A few years back, when we were living in Bangalore, I had a maid with whom I used to converse with a mixture of Tamil, few words of Kannada and sign language.
She was a single mother, with two children, one daughter and one son. The daughter being the eldest. She had an abusive marriage and had opted to throw her husband out and he was made to stay away by her helpful neighbors. She made their ends meet by working as a maid in lots of households like ours. Once she was talking about how she wanted so much more for her daughter. She explained that she wanted her daughter to be independent, financially free, so that she never needed to depend on anybody else. She went on to explain that she understood that not everybody can be a doctor or an engineer, but everybody should be capable of living by themself and looking after themselves and their dependents, if need be. I was surprised to hear that clarity of thought from her. Having gone through all sorts of trouble herself, she had realized what was most important for her daughter to be happy in her life. She had plans of educating her daughter, who was then in high school and get her some sort of vocational training, that would hold her in good stead. I remember being very impressed by her far sightedness and her determination to learn from her situation and to ensure that her daughter is better prepared for life.

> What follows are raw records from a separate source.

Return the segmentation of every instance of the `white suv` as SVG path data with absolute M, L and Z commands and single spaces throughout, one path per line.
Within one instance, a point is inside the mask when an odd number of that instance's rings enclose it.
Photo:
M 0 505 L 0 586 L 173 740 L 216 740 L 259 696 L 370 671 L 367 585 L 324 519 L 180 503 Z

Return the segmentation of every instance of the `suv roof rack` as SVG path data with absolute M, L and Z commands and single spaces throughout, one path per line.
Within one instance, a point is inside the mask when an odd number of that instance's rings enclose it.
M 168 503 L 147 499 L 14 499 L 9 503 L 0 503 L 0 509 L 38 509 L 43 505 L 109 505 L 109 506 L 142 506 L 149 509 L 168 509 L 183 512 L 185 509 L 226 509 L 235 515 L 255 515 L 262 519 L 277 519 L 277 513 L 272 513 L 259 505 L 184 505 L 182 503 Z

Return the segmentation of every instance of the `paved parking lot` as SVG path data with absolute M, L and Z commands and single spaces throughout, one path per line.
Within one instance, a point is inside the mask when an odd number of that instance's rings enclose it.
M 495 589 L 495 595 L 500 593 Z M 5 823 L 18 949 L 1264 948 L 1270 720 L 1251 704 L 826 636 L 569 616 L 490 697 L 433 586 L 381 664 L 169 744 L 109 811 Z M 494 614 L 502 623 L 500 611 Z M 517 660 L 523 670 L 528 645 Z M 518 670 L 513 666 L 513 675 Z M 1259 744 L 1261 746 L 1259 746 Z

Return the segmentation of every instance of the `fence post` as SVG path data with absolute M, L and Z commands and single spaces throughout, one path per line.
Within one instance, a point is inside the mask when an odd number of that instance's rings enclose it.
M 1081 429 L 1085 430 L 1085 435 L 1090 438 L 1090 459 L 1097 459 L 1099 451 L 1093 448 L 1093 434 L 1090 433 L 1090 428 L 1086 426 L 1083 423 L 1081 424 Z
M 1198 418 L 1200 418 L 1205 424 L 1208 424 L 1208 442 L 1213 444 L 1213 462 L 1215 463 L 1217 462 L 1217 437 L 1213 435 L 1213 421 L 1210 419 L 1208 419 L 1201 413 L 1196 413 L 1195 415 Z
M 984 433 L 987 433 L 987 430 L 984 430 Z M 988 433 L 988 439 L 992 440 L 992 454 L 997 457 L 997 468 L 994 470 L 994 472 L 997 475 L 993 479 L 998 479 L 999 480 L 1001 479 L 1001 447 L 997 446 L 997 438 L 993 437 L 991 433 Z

Some time back a close friend had been going through some difficulties in her marriage. She was trying everything to make it work, and the one thing that she says, kept her going was her sense of self-worth. She knew that she was not in a desperate condition. She knew that she could start from scratch – if need be. She had that confidence and one of the biggest reasons was that she knew that she was self-sufficient. She did not need to depend on anybody to live a decent life. She was not worried about her parents not taking her back or the society – mainly because she was independent.
I remember having a conversation with someone about the need to make sure that girls are made self sufficient before getting them married off. This person was almost offended. She asked me, why on earth does a woman need to bother about all these things, when she has her father and brother(s) before marriage and her husband after marriage to look after her. It was explained to me that it was attitudes such as mine that caused trouble in the first place. If women knew their place, apparently the need to be self sufficient would never arise! I had mentioned earlier as well, how a family, who should have learnt from their experience, but chose to send their daughter down the same path.
It really made me wonder that the logic which my maid was so clear about, was still so difficult for some people to understand. If every parent, instead of worrying about a daughter’s dowry, brought her up instilling a sense of confidence in her, giving her the tools to stand on her own feet, telling her that she need not be dependent on anybody, half the issues that women face today, would not exist.
My dad always says, ‘Hope for the best, and prepare for the worst’. Isn’t that what it’s all about? Today, I am not a working woman, but I know that I can take care of my family if I need to. I know that I can handle finances, I know that I will not need to depend on anybody else. Preparing our daughters to be in a position to accept whatever life throws at her and not end up a victim? We cannot prepare for everything, but surely we can give our children the confidence that they can handle everything?
This is my entry for the Indusladies International Women’s Day Blog Contest.